Medical marijuana brings dispensaries to Columbia

Medical marijuana is now legal in Missouri and patients will be able to purchase medical marijuana in spring 2020.
MU Med Weed Graphic

Medical marijuana, approved by Missouri voters last fall, will be available for sale by spring 2020 and changes are coming to Columbia, such as new dispensaries.

According to ABC 17 News, a company called Agape Total Health Care of Missouri, LLC has applied to open five medical marijuana dispensaries in Missouri, one of which is in Columbia. The others are in St. Louis, Kansas City, Liberty and Springfield.
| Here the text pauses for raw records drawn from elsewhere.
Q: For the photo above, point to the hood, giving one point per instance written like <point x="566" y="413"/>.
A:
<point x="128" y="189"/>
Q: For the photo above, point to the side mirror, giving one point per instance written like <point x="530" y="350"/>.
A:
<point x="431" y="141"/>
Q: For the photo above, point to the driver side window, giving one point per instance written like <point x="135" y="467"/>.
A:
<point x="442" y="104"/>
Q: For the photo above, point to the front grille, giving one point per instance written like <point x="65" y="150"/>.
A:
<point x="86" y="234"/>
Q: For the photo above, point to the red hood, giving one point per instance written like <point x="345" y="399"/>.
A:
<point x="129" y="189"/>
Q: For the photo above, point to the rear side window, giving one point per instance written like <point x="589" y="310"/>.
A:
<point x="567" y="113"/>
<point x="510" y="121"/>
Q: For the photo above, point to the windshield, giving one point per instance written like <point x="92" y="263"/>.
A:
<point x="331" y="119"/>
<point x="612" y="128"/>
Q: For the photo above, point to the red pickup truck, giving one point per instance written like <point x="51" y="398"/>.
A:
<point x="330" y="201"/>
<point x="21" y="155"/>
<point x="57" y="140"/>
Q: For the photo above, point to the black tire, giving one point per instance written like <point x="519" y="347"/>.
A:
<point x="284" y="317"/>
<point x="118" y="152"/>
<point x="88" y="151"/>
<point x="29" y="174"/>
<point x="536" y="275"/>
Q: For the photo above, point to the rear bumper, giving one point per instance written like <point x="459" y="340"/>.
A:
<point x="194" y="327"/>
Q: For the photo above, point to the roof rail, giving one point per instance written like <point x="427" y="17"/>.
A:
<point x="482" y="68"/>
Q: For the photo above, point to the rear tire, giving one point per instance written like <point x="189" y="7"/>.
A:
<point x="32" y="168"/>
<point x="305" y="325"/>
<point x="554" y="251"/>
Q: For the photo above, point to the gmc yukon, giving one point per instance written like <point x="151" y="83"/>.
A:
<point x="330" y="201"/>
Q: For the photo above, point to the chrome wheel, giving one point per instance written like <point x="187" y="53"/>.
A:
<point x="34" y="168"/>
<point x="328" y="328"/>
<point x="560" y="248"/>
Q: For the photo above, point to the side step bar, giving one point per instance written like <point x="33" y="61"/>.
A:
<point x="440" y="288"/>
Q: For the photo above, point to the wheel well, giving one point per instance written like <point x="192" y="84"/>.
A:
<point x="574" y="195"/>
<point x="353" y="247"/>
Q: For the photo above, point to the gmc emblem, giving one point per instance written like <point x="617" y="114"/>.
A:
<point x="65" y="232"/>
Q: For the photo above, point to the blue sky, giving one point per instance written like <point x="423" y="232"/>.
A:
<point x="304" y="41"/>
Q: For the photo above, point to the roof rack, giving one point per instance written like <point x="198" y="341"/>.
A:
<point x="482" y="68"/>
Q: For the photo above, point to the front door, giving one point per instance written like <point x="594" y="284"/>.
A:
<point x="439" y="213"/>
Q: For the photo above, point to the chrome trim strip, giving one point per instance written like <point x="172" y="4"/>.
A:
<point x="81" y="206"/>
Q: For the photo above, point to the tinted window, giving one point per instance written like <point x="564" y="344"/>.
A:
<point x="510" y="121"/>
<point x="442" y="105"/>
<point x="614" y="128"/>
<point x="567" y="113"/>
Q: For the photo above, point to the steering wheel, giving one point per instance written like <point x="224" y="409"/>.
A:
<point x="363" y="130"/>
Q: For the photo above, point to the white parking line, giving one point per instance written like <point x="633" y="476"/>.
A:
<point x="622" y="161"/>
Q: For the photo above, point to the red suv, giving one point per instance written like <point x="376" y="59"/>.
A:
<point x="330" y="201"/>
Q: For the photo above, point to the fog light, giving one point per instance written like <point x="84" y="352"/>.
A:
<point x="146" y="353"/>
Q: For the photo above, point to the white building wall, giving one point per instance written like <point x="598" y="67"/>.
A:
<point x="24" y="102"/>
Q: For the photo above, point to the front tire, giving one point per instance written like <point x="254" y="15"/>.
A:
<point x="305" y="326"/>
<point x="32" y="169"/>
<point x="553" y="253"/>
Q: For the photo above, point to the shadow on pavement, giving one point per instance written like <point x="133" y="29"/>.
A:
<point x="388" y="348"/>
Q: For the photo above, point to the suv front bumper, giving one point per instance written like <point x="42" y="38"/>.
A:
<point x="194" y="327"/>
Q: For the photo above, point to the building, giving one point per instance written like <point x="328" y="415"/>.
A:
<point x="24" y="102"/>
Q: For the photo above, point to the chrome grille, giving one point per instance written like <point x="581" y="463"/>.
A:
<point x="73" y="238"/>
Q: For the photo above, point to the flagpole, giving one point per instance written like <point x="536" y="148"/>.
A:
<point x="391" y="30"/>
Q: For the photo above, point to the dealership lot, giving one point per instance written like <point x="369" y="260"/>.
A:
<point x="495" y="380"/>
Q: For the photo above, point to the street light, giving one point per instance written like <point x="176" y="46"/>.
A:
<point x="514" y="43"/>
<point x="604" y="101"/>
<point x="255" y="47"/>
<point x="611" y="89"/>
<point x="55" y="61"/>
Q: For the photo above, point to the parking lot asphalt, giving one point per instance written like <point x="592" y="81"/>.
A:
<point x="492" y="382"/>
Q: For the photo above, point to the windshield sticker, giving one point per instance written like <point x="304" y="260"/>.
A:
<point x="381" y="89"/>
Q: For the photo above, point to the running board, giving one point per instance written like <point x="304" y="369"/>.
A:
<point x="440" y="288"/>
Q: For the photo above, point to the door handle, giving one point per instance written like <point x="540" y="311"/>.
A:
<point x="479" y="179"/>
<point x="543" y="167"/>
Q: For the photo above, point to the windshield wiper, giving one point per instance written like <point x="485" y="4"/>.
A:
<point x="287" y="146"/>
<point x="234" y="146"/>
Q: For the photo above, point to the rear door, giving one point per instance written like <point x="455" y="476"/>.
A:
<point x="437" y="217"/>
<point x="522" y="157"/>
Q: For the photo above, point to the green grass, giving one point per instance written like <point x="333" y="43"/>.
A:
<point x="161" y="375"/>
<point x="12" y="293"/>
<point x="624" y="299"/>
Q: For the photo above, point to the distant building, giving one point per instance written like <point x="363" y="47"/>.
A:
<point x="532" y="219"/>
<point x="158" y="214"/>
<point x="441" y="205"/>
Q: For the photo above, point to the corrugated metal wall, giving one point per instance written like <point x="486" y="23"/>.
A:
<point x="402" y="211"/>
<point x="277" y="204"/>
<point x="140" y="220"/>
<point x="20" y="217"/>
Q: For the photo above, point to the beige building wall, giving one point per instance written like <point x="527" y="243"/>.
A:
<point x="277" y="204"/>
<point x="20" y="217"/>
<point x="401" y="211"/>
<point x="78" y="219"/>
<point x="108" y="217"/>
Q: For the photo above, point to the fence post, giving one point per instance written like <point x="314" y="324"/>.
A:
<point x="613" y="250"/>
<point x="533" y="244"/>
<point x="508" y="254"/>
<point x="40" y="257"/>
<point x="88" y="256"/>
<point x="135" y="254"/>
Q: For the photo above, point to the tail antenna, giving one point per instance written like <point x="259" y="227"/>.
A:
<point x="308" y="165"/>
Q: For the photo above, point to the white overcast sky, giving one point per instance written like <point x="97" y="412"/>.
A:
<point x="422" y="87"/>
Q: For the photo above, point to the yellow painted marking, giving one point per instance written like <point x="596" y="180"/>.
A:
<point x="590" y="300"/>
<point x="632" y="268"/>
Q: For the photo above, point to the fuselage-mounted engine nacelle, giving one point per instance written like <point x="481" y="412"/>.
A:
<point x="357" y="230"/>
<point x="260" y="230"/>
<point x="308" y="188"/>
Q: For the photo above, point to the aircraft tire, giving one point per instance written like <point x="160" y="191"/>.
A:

Columbia’s Planning and Zoning Commission will review the application.

Dan Viets, director of the Missouri chapter of the National Organization for the Reform of Marijuana Laws, has been heavily involved in the implementation of Missouri’s medical marijuana amendment.
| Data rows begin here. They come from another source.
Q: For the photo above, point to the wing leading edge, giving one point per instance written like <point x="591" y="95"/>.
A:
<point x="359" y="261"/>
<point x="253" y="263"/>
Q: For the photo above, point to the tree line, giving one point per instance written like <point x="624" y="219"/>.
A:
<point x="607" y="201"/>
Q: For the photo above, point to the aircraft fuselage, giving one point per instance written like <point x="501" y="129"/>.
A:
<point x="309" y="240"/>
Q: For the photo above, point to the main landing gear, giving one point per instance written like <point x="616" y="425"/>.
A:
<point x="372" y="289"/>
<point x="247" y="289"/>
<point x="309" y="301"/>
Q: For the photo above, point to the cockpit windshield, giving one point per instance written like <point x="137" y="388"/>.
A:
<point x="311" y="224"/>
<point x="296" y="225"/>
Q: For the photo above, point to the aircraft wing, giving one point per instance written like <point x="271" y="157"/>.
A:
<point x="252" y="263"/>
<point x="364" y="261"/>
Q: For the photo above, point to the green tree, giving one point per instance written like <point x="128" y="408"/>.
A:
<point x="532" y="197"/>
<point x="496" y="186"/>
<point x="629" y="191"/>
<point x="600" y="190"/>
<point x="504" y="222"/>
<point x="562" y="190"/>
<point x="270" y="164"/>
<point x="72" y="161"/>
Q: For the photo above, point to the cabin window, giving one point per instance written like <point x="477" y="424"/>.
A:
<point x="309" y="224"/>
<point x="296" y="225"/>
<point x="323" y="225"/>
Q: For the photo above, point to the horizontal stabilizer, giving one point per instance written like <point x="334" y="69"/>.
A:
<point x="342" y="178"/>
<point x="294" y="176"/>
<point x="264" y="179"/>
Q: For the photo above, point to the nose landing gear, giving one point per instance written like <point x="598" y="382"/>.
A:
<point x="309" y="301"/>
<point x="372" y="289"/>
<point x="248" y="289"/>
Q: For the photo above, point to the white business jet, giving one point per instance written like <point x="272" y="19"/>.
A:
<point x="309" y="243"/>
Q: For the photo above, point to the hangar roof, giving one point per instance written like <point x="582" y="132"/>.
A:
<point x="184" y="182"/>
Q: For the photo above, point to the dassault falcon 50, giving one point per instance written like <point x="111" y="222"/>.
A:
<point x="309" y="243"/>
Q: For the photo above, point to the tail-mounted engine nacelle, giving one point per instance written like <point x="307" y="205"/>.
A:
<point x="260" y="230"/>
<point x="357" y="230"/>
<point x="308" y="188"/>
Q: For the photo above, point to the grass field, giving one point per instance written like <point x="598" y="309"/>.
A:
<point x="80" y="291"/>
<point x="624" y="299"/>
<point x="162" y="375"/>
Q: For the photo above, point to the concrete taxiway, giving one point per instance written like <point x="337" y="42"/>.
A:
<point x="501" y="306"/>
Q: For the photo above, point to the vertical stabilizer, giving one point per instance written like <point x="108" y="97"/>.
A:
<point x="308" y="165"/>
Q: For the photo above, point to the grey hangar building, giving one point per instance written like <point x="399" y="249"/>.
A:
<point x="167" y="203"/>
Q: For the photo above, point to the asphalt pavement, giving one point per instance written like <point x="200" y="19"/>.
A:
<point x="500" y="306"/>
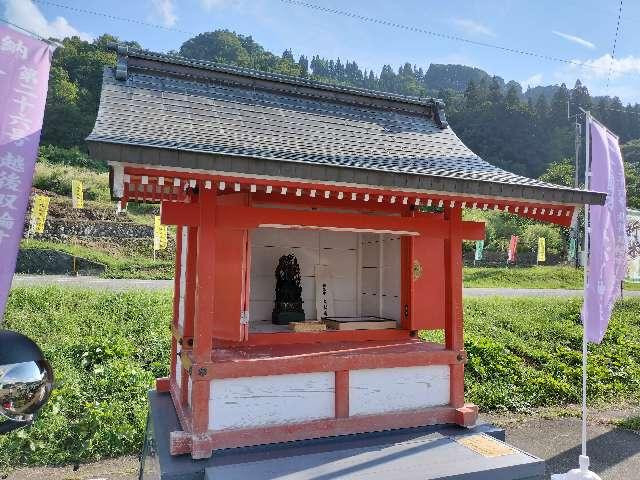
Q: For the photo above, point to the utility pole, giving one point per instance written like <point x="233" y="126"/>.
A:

Viets has been a criminal defense lawyer for 33 years and says that the persecution some users of marijuana have faced has kept him motivated to fight for marijuana reform.

“A great majority of my clients are very nice people who don’t deserve to be treated like criminals,” Viets said.
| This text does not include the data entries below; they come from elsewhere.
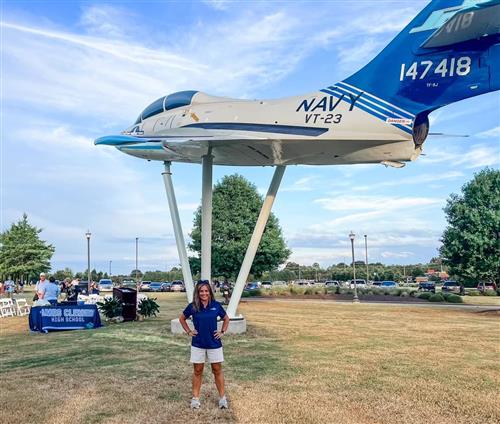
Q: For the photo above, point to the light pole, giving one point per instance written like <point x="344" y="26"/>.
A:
<point x="355" y="299"/>
<point x="136" y="261"/>
<point x="89" y="275"/>
<point x="366" y="259"/>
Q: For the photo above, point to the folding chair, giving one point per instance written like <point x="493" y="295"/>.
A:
<point x="22" y="307"/>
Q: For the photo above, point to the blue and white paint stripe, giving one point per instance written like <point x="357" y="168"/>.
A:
<point x="374" y="106"/>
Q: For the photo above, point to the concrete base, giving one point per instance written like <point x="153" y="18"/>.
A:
<point x="237" y="325"/>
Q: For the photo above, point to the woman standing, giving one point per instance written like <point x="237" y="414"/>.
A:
<point x="206" y="339"/>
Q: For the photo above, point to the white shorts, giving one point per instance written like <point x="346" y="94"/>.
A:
<point x="198" y="355"/>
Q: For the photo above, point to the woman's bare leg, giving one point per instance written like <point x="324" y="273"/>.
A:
<point x="219" y="377"/>
<point x="197" y="377"/>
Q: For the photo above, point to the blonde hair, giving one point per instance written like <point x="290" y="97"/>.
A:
<point x="196" y="297"/>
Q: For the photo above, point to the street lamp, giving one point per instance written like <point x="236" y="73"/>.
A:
<point x="366" y="259"/>
<point x="89" y="275"/>
<point x="136" y="260"/>
<point x="355" y="299"/>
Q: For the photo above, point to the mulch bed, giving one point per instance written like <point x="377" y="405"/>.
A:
<point x="346" y="297"/>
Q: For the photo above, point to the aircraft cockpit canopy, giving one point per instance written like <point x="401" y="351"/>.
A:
<point x="172" y="101"/>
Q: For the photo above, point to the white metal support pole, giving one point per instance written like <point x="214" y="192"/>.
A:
<point x="255" y="240"/>
<point x="179" y="237"/>
<point x="206" y="216"/>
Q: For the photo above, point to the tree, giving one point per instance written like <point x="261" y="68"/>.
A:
<point x="22" y="253"/>
<point x="236" y="206"/>
<point x="63" y="273"/>
<point x="471" y="240"/>
<point x="136" y="273"/>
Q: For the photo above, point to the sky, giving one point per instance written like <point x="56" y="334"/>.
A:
<point x="74" y="71"/>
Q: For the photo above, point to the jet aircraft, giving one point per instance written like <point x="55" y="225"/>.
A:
<point x="450" y="51"/>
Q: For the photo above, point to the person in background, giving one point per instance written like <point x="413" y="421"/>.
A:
<point x="93" y="288"/>
<point x="49" y="291"/>
<point x="40" y="281"/>
<point x="206" y="339"/>
<point x="9" y="286"/>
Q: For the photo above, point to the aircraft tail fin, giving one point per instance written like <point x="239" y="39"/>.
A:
<point x="450" y="51"/>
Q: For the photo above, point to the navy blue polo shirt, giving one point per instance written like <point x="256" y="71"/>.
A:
<point x="205" y="323"/>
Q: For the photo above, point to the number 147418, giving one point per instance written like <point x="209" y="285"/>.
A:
<point x="447" y="67"/>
Viets is also the president of New Approach Missouri, which wrote the language for Article 14, the medical marijuana amendment. The organization was able to get the measure on the ballot in November 2018 after gathering thousands of signatures.

He explains that the state of Missouri will issue five different types of licenses for dispensaries, testing facilities, manufacturing facilities and testing labs, as well as certificates for transportation. The licenses are limited in number and applicants must pay a nonrefundable application fee, according to St. Louis Public Radio. The fees can reach as much as $10,000 for cultivation facilities.

Patient applications have been open since June 2019 and are only available online. Qualifying conditions for obtaining a medical marijuana card include cancer, epilepsy and other chronic medical conditions. Patients must also have a physician certification form, according to the state’s website. There is a $25 fee associated with applying for a patient card and an additional $100 fee for growing one’s own cannabis, which can be done in limited amounts, according to the Springfield News-Leader.

“We hope that the state Department of Health and Senior Services will begin to issue cultivation licenses before the end of the year,” Viets said. “We hope they’ll do that by October or November of this year. And if they do, that means there could be cannabis available to sell as early as February or March of next year.”

The state has until Dec. 31, 2019 to issue all of the licences and certificates. In the meantime, an independent third-party organization will score the applications in order to decide who will receive a license and who will not.

In the future, Viets says that NORML will continue to advocate for the legalization of adult use of nonmedical marijuana.

“As 11 states have done, NORML certainly hopes that the state of Missouri will end criminal prohibition of adult use of marijuana as soon as possible,” Viets said.